The College of Pharmacy is pleased to present Joanna E. Burdette, PhD, as the 2021 Research Day keynote speaker.
Joanna Burdette, PhD, is professor and associate dean for research and graduate education at the University of Illinois at Chicago College of Pharmacy (UIC). Her talk will be, “Natural compounds as inspiration for new therapies in ovarian cancer."
Dr. Burdette’s research focuses on biological questions that are important for women’s health. Her lab integrates imaging, drug discovery, organ on a chip and basic biology to try to understand how and where ovarian cancers originate. Their research primarily uses mouse models and organs on a chip to understand early events in ovarian cancers, and explores the potential of natural products for new anti-cancer molecules and their mechanism of action. Since 2007, she has worked to develop three-dimensional models of normal ovarian surface and fallopian tube cells to determine the earliest events in ovarian cancer.
After receiving a BS in Biology, Dr. Burdette received her PhD in Medicinal Chemistry and Pharmacognosy from UIC in 2003. She was a post-doctoral fellow at Northwestern University from 2003-2006, where her research centered on ovulation, breast and ovarian cancers. After completing a year as a research assistant professor at the Institute for Women’s Health Research at Northwestern University, Dr. Burdette joined the faculty at UIC.
She has been the recipient of numerous awards, including the UIC Researcher of the Year Rising Star in Life Sceinces Award, a Women in Endocrinology Abstract Award from the Endocrine Society, the UIC Vahlteich Scholar Award, the Liz Tilberis Early Career Award and a K12 Building Interdisciplinary Research Career’s in Women’s Health faculty training award.

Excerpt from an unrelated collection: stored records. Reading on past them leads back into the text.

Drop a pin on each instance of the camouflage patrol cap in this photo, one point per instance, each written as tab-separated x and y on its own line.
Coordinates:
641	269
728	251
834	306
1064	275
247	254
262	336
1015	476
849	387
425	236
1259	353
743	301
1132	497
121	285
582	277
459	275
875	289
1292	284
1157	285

Seminar Abstract: There is a large unmet need in effective treatments for high-grade serous ovarian cancer. PHY34 is a synthetic small molecule, inspired by a compound naturally occurring in tropical plants of the Phyllanthus genus. PHY34 was further developed to have potent in vitro and in vivo anti-cancer activity against high-grade serous ovarian cancer cells. PHY34 activity functions due to late-stage autophagy inhibition and apoptosis induction. In order to identify its molecular target/s, we undertook an unbiased approach utilizing photo affinity labeling, pulldown, and mass spectrometry. Protein targets from the nucleocytoplasmic transport pathway were identified, with the cellular apoptosis susceptibility (CAS) protein, also known as CSE1L, representing the top hit. No inhibitors currently exist targeting CAS/CSE1L, an essential protein in cancer cells. When compared to known inhibitors of other nucleocytoplasmic transport proteins, such as KPNB1 and XPO1, PHY34 activity was distinct, suggesting a mechanism apart from the activity of these previously developed compounds. Knockdown of CAS/CSE1L using shRNA mirrored that of PHY34 treatment, including the nuclear shift of alpha-importins, the cytoplasmic shift of nuclear localization sequence (NLS)-mCherry, and apoptosis. Knockdown of CAS/CSE1L also inhibited autophagy, uncovering a previously unknown action of CAS/CSE1Land connection between nucleocytoplasmic transport and autophagy. Analysis of patient datasets demonstrate increased CAS/CSE1L expression in high-grade serous ovarian cancer, correlating with severity of disease. Inhibition of CAS/CSE1L by PHY34 is a viable therapeutic strategy for the treatment of high-grade serous ovarian cancer.